三つ目は法人建てし、法人の事業とする形である。自分はこれにあたる。個人事業主ではなく法人化したのに深い理由は無いのだが、社長を名乗ってみたかったとかその程度の軽いノリである。良い社会勉強にもなるし、事務処理作業が苦手でなければこれも悪くない選択ではあると思う。

この三つの形態はポーカー収入を計上するという観点からはどれも本質的な違いはない。自分の他の所得の実情に合わせて選べば良いだろう。

しかしながら、ポーカーを事業として登録するというのは、自己申告だけですんなりと認められるものではない。馬券裁判判例においても、馬券購入は一般的には事業とは言い難いとされているし、ポーカーも同じように解釈されると考えるのが自然である。

事業として認められるためには、一連の活動が「営利を目的とする継続的行為から生じた所得」であると見なされる必要がある。これはポーカー税務を考えるにあたって非常に重要なポイントなので覚えておいて欲しい。
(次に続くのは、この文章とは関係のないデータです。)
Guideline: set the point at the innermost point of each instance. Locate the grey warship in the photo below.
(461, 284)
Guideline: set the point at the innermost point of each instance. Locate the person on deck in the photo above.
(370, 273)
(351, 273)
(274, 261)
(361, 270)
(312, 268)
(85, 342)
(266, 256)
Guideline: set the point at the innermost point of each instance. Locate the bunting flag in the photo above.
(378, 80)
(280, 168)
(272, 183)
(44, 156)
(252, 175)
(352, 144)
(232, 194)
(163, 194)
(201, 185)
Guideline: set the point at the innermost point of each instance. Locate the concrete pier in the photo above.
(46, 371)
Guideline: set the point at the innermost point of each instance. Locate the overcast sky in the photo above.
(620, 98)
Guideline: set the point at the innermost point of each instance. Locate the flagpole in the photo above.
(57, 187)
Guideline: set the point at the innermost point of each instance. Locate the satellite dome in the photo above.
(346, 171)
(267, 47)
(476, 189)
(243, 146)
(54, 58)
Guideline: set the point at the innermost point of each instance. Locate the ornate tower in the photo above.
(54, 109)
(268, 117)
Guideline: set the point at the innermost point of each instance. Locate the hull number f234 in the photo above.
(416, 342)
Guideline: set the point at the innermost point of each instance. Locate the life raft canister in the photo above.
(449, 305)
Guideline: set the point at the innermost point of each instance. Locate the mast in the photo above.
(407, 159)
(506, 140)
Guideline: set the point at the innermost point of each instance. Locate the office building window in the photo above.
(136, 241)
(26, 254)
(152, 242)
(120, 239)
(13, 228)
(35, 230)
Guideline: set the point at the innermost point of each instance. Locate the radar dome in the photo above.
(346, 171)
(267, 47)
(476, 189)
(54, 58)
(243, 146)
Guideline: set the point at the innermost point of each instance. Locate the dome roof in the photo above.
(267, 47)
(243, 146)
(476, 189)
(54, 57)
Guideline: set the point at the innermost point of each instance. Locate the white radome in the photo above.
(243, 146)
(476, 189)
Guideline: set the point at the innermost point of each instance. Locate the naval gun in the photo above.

これをクリアして事業と認められる者だけが、晴れて負け額を「経費」として算入することができるようになるのだ。


5.ポーカープロに公式な資格はない

さて、いよいよプロギャンブラーの税務にはいろう。とはいえ、ポーカーにプロライセンスや公的資格があるわけではない。ポーカーを主として生計を立てている者を指してプロと呼んでいるだけである。

(アミューズメントポーカーで高額な賞金を出すために優勝者とスポンサー契約を結んでプロとする、という形も耳にするが、真面目に解釈したらさすがにそれは通らないように思う)

ポーカーにはいくつかの形態があるが、以下4つの分野に分けて事業と認められるか否かを考察した。なお、先に述べたように行為の合法/違法はここでは扱わないものである。

① ライブキャッシュゲーム
 強いプレイヤーの場合、一か月単位であれば10%程度では負け越すこともあるだろうが、一年単位で負け越すことはほぼ考えられない。競馬関係の判例と比較しても、この程度に安定した収支であれば「営利を目的とする継続的行為」とみなされる可能性が高いだろう。

課題としては収支を証明するのが難しいことだ。最低でも一日単位での収支記録等は残す必要があると思われる。

② オンラインキャッシュゲーム
 膨大なハンド数で履歴もしっかりと残るため、安定的に買っているならば事業として説明しやすい。税務面とは別に、法的な面に問題があるが・・・。

③ ライブトーナメント
 これに関連して、競馬関係で興味深い判例がある。2019年に出た判例(詳細はコチラ)で、通常馬券購入はスキルエッジとして事業扱いが認められたが、より偶然性の高いWIN5では却下されたのだ。

これを踏まえて考えると、一般論としてはライブトーナメントは事業として認められるのは難しいだろう。ポーカーは強くなったらトーナメントも安定して勝てるような錯覚に陥りがちではあるが、現実としては圧倒的に運なのだ。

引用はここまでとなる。